[29] On peut voir les détails de cette campagne dans les Mémoires de Berwick; mais il faut les lire avec précaution. Berwick était dans l’armée, mais humilié de servir sous Vendôme, et presque toujours d’un avis contraire au sien. Vendôme, fatigué des contradictions qu’il éprouvait, semblait avoir perdu, pendant cette campagne, son activité et ses talents. Louis XIV envoya deux fois Chamillart à l’armée comme un arbitre entre les généraux.
Durant le siége de Lille, Marlborough écrivit au maréchal de Berwick, son neveu, pour qu’il proposât à Louis XIV d’entamer une négociation pour la paix avec les députés de Hollande, le prince Eugène, et lui. On crut à la cour que cette proposition était la suite des inquiétudes de Marlborough sur le succès du siége de Lille, et on obligea le duc de Berwick à faire une réponse négative. Marlborough aimait beaucoup la gloire et l’argent, et il pouvait alors desirer la paix comme le meilleur moyen de mettre sa fortune en sûreté, et d’ajouter une autre espèce de gloire à sa réputation militaire, qui ne pouvait plus croître. Bientôt après il s’opposa de toutes ses forces à cette paix qu’il avait desirée, parceque la guerre lui était devenue nécessaire pour soutenir son crédit dans sa patrie. K.
[30] Le marquis d’O.
[31] Ce furent des officiers au service de Hollande qui firent ce coup hardi. Presque tous étaient des Français que la révocation fatale de l’édit de Nantes avait forcés de choisir une nouvelle patrie; ils prirent la chaise du marquis de Beringhen pour celle du dauphin, parcequ’elle avait l’écusson de France. L’ayant enlevé, ils le firent monter à cheval; mais comme il était âgé et infirme, ils eurent la politesse en chemin de lui chercher eux-mêmes une chaise de poste. Cela consuma du temps. Les pages du roi coururent après eux, le premier écuyer fut délivré; et ceux qui l’avaient enlevé furent prisonniers eux-mêmes; quelques minutes plus tard ils auraient pris le dauphin, qui arrivait après Beringhen avec un seul garde.
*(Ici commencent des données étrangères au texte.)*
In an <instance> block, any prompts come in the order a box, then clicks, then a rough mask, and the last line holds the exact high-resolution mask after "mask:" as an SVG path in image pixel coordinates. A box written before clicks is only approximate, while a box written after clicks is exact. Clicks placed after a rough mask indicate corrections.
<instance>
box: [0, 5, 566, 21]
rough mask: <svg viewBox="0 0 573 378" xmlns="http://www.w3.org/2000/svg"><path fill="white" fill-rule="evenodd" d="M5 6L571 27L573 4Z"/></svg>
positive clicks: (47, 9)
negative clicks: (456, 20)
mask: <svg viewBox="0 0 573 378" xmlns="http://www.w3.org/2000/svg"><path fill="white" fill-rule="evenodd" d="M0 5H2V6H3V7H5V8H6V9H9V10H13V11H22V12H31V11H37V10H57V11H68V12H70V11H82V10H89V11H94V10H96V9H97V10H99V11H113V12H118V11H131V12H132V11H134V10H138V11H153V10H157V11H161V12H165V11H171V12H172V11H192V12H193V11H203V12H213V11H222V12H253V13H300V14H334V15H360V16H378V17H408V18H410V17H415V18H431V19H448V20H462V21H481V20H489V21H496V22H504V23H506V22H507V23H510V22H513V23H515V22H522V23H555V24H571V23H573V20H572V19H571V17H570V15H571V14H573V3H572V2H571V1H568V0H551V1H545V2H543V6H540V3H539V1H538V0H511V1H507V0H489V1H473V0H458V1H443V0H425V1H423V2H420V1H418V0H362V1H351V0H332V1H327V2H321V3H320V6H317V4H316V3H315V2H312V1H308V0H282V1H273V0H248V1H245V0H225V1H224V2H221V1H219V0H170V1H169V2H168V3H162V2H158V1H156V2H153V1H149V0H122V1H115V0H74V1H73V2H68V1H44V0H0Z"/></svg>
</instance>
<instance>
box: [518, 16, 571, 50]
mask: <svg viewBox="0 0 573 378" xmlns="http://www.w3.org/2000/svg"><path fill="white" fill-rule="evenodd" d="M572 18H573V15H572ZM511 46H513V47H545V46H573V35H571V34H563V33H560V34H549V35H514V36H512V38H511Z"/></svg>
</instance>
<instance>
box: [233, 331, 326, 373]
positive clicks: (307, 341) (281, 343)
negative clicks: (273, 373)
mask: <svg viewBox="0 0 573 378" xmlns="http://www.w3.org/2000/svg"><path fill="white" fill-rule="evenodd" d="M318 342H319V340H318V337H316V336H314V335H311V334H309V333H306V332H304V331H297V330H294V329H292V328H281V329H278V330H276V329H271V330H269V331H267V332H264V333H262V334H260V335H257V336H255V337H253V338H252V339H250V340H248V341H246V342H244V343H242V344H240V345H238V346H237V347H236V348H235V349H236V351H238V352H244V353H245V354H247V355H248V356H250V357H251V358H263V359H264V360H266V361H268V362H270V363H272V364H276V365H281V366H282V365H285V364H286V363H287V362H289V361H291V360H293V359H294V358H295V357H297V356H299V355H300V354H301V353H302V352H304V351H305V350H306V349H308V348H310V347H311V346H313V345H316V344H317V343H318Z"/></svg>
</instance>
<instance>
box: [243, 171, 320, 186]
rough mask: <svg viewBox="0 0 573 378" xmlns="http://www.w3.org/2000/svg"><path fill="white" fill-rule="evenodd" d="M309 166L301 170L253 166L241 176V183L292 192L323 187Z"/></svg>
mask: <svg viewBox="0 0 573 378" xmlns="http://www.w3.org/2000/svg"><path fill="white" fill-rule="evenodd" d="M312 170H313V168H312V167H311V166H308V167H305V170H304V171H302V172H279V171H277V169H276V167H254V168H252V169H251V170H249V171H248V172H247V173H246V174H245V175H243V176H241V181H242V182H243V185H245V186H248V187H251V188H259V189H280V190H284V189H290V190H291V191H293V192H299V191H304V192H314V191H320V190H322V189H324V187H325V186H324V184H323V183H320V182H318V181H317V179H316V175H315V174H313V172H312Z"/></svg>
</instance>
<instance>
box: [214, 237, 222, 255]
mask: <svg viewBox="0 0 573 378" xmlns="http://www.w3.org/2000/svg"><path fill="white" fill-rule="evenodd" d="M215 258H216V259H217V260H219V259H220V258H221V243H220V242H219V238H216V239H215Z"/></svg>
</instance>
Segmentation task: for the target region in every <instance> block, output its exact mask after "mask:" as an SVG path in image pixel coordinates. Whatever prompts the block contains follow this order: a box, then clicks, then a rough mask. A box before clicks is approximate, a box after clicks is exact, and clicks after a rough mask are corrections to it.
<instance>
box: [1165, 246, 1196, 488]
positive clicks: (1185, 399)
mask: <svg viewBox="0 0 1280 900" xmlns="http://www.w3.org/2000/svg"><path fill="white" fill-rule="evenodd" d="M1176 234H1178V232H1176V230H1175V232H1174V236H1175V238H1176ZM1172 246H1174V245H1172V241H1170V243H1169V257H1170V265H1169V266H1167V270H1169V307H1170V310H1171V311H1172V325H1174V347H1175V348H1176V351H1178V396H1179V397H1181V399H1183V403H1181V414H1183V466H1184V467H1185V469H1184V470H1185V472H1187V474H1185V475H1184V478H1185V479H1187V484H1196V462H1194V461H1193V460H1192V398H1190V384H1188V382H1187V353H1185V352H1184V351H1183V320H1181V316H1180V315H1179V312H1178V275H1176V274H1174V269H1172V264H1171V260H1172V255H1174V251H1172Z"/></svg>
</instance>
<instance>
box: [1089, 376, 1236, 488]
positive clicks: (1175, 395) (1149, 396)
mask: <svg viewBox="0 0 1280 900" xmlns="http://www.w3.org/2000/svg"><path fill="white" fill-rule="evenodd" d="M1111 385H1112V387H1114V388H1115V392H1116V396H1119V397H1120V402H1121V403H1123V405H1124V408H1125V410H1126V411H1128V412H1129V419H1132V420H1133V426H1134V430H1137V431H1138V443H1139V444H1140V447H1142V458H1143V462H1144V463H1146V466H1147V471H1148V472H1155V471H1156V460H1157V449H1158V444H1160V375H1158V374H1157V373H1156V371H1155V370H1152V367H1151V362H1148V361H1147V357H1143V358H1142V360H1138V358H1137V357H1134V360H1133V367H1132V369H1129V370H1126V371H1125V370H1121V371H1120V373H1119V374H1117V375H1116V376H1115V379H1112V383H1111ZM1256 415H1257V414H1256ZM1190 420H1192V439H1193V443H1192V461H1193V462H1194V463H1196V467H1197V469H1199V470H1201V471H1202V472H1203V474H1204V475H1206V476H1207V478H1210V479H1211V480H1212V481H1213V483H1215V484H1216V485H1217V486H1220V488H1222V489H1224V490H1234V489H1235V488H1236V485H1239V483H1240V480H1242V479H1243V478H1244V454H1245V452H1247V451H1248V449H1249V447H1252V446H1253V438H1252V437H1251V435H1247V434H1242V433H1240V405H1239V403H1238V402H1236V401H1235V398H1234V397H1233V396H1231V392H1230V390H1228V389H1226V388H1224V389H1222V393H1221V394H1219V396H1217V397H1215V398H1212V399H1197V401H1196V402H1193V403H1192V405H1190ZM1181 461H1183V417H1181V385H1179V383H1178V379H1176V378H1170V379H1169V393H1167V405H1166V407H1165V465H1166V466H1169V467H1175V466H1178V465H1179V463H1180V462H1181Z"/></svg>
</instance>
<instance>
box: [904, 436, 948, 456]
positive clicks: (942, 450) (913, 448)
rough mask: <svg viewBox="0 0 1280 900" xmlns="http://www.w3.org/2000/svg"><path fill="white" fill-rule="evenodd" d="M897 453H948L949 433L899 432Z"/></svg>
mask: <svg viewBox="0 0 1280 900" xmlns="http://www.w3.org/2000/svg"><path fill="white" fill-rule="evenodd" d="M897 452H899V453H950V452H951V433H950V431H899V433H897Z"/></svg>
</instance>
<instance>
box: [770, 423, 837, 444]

[32] L’histoire de l’ex-jésuite La Motte, rédigée par La Martinière, dit que Chamillart fut destitué du ministère des finances en 1703, et que la voix publique y appela le maréchal d’Harcourt. Les fautes de cet historien sont sans nombre.
[33] Pour bien juger Desmarets, il faut lire le Mémoire qu’il présenta au régent pour lui rendre compte de son administration: ce Mémoire fait regretter que ce prince ne l’ait pas laissé à la tête des finances. K.
[34] C’est ce que l’auteur tient de la bouche de vingt personnes qui les entendirent parler ainsi à Lille, après la prise de cette ville. Cependant il se peut que ces expressions fussent moins l’effet d’une fierté grossière que d’un style laconique assez en usage dans les armées.
[35] Voyez les Mémoires de Torci, tome III, page 2; ils ont confirmé tout ce qui est avancé ici.
[36] L’auteur des Mémoires de madame de Maintenon dit, pages 92 et 93 du tome V, que «le duc de Marlborough et le prince Eugène gagnèrent Heinsius», comme si Heinsius avait eu besoin d’être gagné. Il met dans la bouche de Louis XIV, au lieu des belles paroles qu’il prononça en plein conseil, ces mots bas et plats: Alors comme alors. Il cite l’auteur du Siècle de Louis XIV, et le reprend d’avoir dit que «Louis XIV fit afficher sa lettre circulaire dans les rues de Paris.» Nous avons confronté toutes les éditions du Siècle de Louis XIV; il n’y a pas un seul mot de ce que cite cet homme, pas même dans l’édition subreptice qu’il fit à Francfort en 1752.—Cette note de Voltaire est de 1756. B.
[37] Cet endroit mérite d’être éclairci. L’auteur célèbre de l’Esprit des lois dit que l’honneur est le principe des gouvernements monarchiques, et la vertu le principe des gouvernements républicains.